The traditional Chinese iron industry and its modern fate, by Donald B. Wagner. Foreword by Peter Nolan. Copenhagen & London: Nordic Institute of Asian Studies and Curzon Press, forthcoming 1997. 128 pp.
This book explores the economic history of the traditional Chinese iron industry in the 19th and 20th centuries, with particular emphasis on the interactions among technological, economic, and geographic factors. For four separate regions of China it considers the traditional technology of iron production and the ways in which the technologies changed and developed in confrontation with foreign competition and the burgeoning modern sector of China's iron industry.

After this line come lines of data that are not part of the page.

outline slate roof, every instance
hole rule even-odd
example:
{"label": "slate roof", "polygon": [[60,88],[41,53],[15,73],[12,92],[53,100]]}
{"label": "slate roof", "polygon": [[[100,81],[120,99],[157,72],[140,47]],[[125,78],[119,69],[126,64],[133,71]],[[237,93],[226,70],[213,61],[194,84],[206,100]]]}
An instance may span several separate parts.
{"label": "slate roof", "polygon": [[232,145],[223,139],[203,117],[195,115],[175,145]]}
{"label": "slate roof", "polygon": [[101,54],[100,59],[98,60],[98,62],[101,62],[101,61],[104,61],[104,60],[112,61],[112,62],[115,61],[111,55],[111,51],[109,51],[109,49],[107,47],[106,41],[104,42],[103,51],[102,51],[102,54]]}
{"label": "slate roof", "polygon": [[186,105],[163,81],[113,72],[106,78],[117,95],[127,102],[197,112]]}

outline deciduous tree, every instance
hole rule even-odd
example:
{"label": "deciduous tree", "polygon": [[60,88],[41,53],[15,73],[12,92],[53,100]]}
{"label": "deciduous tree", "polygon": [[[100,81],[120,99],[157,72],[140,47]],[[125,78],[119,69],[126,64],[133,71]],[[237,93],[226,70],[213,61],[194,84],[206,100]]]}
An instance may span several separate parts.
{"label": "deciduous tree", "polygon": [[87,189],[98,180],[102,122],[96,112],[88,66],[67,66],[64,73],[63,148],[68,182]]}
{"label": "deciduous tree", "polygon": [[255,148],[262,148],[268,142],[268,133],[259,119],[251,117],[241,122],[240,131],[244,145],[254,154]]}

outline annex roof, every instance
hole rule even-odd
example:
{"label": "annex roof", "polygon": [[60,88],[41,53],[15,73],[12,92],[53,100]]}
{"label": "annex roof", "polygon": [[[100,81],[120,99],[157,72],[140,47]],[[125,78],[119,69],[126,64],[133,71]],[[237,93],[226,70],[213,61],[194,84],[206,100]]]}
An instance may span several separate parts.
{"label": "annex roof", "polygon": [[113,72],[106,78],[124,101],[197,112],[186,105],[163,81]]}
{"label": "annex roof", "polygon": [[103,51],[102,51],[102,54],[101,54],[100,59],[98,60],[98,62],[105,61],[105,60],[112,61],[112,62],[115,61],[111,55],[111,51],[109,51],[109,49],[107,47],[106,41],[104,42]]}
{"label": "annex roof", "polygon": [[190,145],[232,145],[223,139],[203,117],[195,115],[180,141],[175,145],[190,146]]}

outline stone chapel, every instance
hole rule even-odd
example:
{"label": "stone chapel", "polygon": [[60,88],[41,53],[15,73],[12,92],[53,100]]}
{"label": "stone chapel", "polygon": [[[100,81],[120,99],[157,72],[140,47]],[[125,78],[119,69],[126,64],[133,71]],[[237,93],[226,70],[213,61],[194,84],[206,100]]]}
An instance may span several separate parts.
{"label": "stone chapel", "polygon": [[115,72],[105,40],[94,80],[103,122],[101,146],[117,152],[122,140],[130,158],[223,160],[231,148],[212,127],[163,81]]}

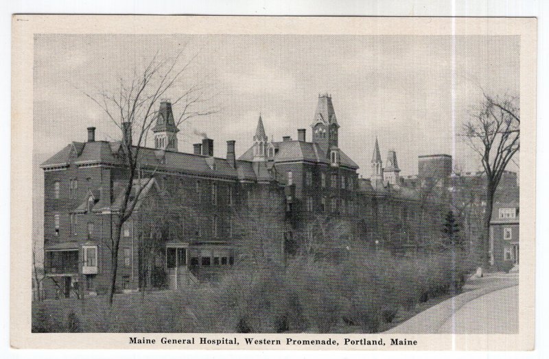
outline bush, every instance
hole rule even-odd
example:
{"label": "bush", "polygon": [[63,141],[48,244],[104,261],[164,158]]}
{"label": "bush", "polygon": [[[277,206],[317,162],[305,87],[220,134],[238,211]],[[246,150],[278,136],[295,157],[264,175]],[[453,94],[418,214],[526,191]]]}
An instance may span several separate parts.
{"label": "bush", "polygon": [[494,267],[498,271],[509,273],[515,267],[515,263],[512,260],[504,260],[503,262],[496,262]]}

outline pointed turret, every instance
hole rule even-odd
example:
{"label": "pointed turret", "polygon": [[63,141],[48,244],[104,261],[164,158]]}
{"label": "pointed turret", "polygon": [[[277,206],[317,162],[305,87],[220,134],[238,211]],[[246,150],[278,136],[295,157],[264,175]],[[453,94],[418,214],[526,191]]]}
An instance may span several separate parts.
{"label": "pointed turret", "polygon": [[373,147],[372,155],[372,173],[371,179],[373,186],[381,184],[383,182],[383,161],[379,153],[379,145],[377,143],[377,137],[375,137],[375,145]]}
{"label": "pointed turret", "polygon": [[154,133],[154,148],[177,151],[177,132],[179,132],[174,120],[172,103],[163,100],[156,115],[156,123],[152,127]]}
{"label": "pointed turret", "polygon": [[327,156],[329,156],[330,150],[338,147],[339,128],[329,95],[318,95],[318,103],[311,127],[313,129],[313,142],[318,144]]}
{"label": "pointed turret", "polygon": [[381,163],[382,155],[379,153],[379,145],[377,143],[377,136],[375,137],[375,145],[373,147],[373,155],[372,156],[372,163]]}
{"label": "pointed turret", "polygon": [[383,169],[384,179],[391,184],[398,184],[400,169],[397,162],[397,152],[394,149],[387,152],[387,161],[385,164],[386,166]]}
{"label": "pointed turret", "polygon": [[259,119],[257,121],[257,127],[255,128],[255,136],[253,136],[253,140],[259,140],[264,139],[267,140],[267,136],[265,134],[265,127],[263,127],[263,120],[261,115],[259,114]]}
{"label": "pointed turret", "polygon": [[255,135],[253,136],[253,160],[255,162],[266,160],[268,140],[267,135],[265,134],[265,127],[263,126],[263,119],[259,114],[257,127],[255,128]]}

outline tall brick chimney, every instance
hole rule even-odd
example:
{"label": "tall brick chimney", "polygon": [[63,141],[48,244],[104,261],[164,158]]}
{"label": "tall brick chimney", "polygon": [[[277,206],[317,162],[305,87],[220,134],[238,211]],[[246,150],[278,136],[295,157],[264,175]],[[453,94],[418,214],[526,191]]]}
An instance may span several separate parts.
{"label": "tall brick chimney", "polygon": [[231,140],[227,141],[227,162],[231,167],[236,168],[236,156],[235,156],[235,141]]}
{"label": "tall brick chimney", "polygon": [[209,157],[213,157],[213,140],[205,138],[202,140],[202,154]]}
{"label": "tall brick chimney", "polygon": [[305,134],[307,132],[307,129],[304,128],[300,128],[297,130],[297,140],[305,142]]}
{"label": "tall brick chimney", "polygon": [[130,122],[122,123],[122,135],[124,140],[130,145],[132,145],[132,123]]}
{"label": "tall brick chimney", "polygon": [[95,127],[88,127],[88,142],[95,140]]}

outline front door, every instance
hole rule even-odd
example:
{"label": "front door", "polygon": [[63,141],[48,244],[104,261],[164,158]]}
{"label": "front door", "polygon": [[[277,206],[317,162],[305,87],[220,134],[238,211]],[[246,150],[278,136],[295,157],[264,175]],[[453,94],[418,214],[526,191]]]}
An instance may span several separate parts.
{"label": "front door", "polygon": [[187,248],[166,248],[168,287],[178,289],[187,284]]}
{"label": "front door", "polygon": [[65,283],[63,286],[63,294],[65,298],[71,297],[71,277],[64,277]]}
{"label": "front door", "polygon": [[519,245],[513,246],[513,261],[517,264],[519,264]]}

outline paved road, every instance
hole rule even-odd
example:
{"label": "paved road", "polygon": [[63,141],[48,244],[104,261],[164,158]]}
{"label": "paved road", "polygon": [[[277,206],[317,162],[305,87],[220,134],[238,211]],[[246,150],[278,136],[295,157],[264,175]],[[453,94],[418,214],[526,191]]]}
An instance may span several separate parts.
{"label": "paved road", "polygon": [[459,295],[386,332],[398,334],[502,334],[518,330],[518,274],[469,280]]}
{"label": "paved road", "polygon": [[479,297],[467,303],[448,318],[437,333],[518,333],[518,286]]}

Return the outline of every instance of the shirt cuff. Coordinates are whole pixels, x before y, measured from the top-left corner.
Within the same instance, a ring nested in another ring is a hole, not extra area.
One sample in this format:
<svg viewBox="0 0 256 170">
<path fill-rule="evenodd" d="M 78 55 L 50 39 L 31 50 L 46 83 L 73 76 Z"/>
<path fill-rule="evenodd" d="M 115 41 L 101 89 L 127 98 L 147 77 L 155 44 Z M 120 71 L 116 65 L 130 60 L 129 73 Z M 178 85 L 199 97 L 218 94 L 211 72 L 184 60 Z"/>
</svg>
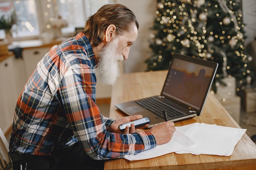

Violent changes in the economic geography of Chinese industry were caused by foreign competition, World War I, the Sino-Japanese War, and China's isolation in the first decades after 1949. The last episode in the modern fate of the Chinese iron industry occurred during the Great Leap Forward of 1958-9, when the traditional iron-production technologies played a part in an enormous effort to expand iron and steel production and bring China out of a situation of economic gridlock. That campaign was overall a massive failure, but it had some partial successes which have generally been overlooked.
Many of the book's findings are counter-intuitive, and will provide food for thought in the study of Third World industrial development.
The book does not skimp on technical details, but does what it can to make these less painful for the reader. Its explanations should be adequate for readers who know some chemistry and are accustomed to technical thinking. Others should be able to skip over the most technical parts without losing the thread of the argument.